The email, obtained by The Post, described the stand-down as an “urgent directive” and said social media managers must shut down the accounts “until further directed.”
Washington Post
Note: An “urgent directive” from an Administration lacking staff in critical national security and State Department posts as of today. This is what they consider “urgent.”
The Interior Department (which includes the National Park Service) has previously provided crowd estimates at gatherings on federal properties. From 2009 (with details about how they measured crowds):
The U.S. National Park Service, threatened with a lawsuit over its crowd estimate for the Million Man March in 1995, stopped doing crowd projections as a matter of policy. But the agency changed its mind for the Obama inauguration, although it won't release a figure until later in the week, according to USA Today.

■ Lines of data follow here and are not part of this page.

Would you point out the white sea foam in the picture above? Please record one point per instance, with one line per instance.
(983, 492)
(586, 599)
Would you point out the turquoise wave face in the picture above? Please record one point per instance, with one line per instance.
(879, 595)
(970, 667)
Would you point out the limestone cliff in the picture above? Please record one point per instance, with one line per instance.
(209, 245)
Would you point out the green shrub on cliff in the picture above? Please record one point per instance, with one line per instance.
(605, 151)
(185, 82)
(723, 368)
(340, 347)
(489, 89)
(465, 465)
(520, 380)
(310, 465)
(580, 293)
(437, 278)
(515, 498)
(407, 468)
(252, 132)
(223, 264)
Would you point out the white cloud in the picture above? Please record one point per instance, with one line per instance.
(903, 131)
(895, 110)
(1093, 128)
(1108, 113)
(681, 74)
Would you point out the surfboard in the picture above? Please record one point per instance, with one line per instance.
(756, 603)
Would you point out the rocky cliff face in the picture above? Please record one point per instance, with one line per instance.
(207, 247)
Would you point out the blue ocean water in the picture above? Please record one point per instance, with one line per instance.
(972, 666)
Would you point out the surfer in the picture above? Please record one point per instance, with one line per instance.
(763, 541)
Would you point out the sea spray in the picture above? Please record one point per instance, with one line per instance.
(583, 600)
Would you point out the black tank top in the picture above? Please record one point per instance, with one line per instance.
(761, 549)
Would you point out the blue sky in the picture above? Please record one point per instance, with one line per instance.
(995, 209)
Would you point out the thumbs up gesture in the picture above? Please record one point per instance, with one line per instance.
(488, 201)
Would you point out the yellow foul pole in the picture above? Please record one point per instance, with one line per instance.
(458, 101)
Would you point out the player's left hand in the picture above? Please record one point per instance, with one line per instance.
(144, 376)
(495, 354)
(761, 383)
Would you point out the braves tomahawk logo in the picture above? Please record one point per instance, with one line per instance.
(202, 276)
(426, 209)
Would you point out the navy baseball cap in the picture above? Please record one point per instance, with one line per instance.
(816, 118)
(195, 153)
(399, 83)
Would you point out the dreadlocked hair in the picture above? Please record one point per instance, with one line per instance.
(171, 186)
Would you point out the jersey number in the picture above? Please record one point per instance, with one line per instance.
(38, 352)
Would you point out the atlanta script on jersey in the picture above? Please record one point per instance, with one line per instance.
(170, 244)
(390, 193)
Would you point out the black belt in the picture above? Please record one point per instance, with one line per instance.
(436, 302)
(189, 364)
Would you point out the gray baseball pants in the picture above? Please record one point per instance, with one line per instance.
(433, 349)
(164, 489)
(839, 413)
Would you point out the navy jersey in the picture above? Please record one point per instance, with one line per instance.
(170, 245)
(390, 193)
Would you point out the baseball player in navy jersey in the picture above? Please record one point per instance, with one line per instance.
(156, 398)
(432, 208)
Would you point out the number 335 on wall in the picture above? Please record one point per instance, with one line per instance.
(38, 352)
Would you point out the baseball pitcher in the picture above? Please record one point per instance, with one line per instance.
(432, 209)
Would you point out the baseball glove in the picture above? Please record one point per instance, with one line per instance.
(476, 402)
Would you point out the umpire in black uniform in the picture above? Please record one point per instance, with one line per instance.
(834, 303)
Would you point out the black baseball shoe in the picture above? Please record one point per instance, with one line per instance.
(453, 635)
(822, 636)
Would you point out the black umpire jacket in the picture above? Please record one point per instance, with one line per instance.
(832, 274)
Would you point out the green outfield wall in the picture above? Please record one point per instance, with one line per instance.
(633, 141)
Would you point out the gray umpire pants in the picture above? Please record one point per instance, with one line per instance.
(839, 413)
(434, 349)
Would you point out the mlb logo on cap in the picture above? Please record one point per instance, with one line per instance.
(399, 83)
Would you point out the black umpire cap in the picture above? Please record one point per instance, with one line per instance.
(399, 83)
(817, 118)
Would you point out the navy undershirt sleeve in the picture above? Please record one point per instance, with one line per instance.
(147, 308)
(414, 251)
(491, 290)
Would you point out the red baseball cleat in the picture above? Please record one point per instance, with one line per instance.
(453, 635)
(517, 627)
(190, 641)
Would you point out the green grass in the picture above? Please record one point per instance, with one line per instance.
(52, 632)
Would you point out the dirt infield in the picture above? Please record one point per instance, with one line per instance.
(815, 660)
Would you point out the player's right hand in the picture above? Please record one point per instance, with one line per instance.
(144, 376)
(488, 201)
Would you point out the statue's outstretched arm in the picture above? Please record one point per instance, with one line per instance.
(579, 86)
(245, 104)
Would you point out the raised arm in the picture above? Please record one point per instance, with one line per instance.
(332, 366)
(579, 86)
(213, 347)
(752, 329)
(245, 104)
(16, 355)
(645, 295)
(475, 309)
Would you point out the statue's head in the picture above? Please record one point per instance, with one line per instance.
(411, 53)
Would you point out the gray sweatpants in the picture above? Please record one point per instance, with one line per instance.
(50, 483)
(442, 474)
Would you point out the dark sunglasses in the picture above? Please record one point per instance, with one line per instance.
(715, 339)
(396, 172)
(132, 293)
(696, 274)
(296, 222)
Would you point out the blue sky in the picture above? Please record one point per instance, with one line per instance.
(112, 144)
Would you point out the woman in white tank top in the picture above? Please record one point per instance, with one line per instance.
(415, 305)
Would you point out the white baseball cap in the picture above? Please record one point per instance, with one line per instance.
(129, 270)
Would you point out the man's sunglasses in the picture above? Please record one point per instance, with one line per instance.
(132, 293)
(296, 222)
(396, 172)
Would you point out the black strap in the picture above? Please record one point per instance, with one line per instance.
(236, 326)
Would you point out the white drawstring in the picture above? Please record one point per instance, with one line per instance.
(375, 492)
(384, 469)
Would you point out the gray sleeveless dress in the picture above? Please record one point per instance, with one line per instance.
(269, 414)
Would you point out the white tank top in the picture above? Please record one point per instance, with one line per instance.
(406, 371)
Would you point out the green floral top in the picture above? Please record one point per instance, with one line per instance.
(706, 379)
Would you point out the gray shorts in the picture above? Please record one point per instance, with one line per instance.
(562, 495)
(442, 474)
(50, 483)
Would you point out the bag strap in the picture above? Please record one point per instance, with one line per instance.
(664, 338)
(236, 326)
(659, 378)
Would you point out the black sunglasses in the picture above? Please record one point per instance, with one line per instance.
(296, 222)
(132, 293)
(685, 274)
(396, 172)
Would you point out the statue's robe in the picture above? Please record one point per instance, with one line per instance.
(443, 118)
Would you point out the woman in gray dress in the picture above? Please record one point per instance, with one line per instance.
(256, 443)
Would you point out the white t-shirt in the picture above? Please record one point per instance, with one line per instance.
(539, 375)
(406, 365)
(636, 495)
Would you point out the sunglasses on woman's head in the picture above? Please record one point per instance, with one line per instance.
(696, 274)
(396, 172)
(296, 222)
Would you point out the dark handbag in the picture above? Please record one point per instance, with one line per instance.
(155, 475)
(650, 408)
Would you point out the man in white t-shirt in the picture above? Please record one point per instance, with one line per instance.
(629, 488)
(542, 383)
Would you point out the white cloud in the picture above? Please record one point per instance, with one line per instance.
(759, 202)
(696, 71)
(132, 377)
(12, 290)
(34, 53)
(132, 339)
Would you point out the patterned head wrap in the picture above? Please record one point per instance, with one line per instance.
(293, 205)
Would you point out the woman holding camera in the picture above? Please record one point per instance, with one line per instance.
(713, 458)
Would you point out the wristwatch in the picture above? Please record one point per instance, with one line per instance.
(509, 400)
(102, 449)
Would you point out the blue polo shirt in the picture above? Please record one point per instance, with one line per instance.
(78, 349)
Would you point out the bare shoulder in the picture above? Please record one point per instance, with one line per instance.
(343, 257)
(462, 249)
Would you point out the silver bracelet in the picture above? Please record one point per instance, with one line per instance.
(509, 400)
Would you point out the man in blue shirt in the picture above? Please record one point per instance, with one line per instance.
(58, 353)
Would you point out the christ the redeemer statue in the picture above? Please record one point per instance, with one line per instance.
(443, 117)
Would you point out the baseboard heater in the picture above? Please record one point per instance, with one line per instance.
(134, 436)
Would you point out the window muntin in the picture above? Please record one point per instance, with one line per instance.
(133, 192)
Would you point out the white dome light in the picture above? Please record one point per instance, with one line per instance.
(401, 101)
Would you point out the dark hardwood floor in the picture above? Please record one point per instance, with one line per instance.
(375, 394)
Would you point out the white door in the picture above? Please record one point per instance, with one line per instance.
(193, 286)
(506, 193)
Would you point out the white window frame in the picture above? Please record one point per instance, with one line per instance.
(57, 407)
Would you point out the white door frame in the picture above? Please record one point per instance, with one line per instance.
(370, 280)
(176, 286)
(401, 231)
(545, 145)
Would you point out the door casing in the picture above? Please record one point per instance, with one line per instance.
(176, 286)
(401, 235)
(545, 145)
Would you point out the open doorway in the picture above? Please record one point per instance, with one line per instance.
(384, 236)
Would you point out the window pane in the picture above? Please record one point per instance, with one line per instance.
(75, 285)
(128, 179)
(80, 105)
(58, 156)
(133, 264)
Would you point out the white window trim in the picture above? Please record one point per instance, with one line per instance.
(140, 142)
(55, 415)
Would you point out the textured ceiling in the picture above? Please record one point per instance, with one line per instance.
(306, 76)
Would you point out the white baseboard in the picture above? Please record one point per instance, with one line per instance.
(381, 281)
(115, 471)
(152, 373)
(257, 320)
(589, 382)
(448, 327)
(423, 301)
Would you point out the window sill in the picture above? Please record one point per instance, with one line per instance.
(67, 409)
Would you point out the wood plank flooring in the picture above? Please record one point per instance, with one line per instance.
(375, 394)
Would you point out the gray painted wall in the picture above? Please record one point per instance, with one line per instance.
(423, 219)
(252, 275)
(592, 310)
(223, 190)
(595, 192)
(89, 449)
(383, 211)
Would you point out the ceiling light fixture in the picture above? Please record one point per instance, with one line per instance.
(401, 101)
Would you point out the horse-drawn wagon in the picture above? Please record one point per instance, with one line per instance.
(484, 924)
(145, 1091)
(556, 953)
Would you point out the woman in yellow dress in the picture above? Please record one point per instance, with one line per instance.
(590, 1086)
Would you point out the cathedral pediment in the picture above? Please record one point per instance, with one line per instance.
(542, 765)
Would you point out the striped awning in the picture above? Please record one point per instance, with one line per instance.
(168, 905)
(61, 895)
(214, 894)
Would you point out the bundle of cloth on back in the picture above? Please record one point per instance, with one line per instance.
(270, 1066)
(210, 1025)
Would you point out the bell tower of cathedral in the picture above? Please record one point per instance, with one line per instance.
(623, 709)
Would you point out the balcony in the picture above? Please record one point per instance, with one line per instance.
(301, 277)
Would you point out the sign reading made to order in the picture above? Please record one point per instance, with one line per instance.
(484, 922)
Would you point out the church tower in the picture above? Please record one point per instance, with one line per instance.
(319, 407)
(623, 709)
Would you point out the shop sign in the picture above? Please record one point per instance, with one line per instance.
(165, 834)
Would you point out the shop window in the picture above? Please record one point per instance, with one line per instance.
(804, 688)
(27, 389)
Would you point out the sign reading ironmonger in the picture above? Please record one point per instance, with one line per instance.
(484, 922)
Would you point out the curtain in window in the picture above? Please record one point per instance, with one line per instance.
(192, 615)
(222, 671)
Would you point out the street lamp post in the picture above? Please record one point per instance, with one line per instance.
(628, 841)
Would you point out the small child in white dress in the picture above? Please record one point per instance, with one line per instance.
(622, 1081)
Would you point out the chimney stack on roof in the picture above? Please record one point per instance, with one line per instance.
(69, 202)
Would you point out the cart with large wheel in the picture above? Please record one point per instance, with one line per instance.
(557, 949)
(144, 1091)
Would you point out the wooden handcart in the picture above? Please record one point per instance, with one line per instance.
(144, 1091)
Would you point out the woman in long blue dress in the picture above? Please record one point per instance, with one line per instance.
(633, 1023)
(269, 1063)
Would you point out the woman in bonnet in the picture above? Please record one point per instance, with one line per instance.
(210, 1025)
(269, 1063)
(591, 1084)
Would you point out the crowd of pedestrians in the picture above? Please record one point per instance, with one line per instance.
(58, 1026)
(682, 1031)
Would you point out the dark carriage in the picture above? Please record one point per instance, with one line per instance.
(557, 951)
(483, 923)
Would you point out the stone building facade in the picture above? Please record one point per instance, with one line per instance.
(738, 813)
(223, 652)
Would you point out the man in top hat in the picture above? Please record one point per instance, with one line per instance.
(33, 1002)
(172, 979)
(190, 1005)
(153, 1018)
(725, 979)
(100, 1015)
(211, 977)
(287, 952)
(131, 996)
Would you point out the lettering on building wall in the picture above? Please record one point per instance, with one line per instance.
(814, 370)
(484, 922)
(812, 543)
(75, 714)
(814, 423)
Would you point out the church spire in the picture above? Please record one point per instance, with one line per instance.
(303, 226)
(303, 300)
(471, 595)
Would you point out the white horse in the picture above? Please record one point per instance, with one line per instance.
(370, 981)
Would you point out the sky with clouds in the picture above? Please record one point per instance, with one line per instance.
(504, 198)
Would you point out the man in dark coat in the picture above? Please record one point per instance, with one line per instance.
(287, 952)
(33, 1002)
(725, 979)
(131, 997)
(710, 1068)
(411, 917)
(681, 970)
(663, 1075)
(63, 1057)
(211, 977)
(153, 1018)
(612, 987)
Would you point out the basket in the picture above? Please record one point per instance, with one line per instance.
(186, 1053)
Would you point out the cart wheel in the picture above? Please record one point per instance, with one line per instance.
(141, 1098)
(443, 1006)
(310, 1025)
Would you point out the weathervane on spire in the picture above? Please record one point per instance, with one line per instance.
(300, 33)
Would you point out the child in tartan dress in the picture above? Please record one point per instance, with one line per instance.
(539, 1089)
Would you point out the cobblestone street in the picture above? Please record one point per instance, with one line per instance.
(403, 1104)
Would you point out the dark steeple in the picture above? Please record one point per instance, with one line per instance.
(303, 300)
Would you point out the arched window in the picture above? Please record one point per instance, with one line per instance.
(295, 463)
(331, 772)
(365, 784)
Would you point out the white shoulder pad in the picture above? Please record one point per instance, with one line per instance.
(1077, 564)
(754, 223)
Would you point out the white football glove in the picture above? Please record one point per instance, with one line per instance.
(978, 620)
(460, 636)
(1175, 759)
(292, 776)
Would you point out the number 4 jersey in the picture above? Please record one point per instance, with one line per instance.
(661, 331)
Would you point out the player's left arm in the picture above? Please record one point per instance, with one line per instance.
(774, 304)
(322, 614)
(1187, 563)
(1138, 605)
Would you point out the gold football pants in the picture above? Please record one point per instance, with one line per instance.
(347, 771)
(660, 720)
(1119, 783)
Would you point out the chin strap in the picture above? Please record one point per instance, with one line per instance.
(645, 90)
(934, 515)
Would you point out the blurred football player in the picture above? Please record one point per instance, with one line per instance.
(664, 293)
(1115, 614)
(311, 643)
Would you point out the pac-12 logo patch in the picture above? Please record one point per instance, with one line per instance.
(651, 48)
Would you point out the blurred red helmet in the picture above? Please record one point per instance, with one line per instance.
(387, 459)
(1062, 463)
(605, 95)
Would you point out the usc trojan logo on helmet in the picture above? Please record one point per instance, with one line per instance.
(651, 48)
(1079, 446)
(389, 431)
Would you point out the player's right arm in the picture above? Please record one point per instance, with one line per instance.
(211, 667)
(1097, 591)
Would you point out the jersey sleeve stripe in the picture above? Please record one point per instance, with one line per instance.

Imaging technology also was being used to help the U.S. Department of Interior keep track of crowds for security, public safety, and traffic purposes, according to the GIS Cafe Web site. The Interior Department uses a wall-sized display of high-resolution flat-screen, tiled LCD monitors called the "OptIPortal" that displays 35-megapixel aerial imagery, the report said.
CNET
The National Park Service administers the National Mall.
How convenient.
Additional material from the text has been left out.